Rémy — 10/07/2026 08:37 — 11 min de lecture

Top conseils pour un brief efficace avec votre agence hôtelière

Il fut un temps où un mot de bouche-à-oreille ou une petite annonce jaunie suffisaient à remplir les chambres d’un hôtel. Aujourd’hui, le monde a basculé : plus de 70 % des voyageurs passent par les plateformes en ligne avant même de regarder un site officiel. Ce virage numérique a tout changé - la relation client, la visibilité, les marges. Pour un hôtelier, rester invisible, c’est déjà fermer une porte. Et celle des réservations directes ? Elle mérite d’être ouverte grand.

Définir vos objectifs stratégiques pour orienter l'agence

On ne lance pas une campagne marketing comme on envoie un courrier. Il faut une boussole : une stratégie claire, chiffrée, alignée avec la réalité économique de l’établissement. Sans cela, chaque action devient une flèche tirée à l’aveugle. Le premier chantier ? Reprendre la main sur les réservations directes. Pourquoi ? Parce que chaque passage par une plateforme tierce (OTA) coûte cher - entre 15 % et 28 % de commission par nuit. C’est une perte sèche sur la marge, et une dépendance qui peut devenir toxique.

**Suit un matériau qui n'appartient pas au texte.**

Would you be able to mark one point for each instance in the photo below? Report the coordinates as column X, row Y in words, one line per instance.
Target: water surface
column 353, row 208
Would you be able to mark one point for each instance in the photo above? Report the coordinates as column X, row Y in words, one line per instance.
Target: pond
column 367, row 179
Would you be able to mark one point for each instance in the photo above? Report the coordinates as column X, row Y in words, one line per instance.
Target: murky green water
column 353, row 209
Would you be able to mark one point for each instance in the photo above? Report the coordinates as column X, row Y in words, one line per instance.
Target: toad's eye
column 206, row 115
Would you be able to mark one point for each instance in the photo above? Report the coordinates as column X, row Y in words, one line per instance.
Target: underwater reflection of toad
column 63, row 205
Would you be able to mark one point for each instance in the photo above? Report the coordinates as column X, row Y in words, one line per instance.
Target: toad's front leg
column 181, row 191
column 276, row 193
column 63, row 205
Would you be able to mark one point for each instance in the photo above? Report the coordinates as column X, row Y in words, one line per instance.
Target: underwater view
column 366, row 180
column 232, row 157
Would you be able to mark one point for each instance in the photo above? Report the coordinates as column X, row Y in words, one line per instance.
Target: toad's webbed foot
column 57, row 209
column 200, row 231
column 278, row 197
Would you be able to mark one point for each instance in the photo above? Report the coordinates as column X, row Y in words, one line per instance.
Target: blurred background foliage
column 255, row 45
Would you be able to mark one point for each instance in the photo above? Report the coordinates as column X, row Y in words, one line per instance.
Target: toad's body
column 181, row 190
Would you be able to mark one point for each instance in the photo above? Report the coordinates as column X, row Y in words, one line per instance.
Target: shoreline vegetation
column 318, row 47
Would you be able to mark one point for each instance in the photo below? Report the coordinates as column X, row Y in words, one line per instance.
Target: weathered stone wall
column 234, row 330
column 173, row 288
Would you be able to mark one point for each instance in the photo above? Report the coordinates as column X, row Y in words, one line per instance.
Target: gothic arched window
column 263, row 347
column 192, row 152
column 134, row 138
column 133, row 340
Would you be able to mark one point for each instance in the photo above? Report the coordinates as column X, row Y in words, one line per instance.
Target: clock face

L'enjeu des réservations directes

Pour contrer ce phénomène, l’objectif doit être précis : par exemple, augmenter les réservations via le site propre de 30 % sur les 12 prochains mois. Ce type de KPI donne une direction claire à l’agence. Il ne s’agit plus seulement de "faire joli", mais de générer de la performance. Et c’est là que le choix de l'agence devient décisif. Pour garantir l'alignement de vos campagnes, choisir la bonne agence de communication hôtellerie reste une étape cruciale pour votre visibilité. Elle doit comprendre que chaque euro investi doit rapporter, et que l’indépendance commerciale est un objectif stratégique, pas un vœu pieux.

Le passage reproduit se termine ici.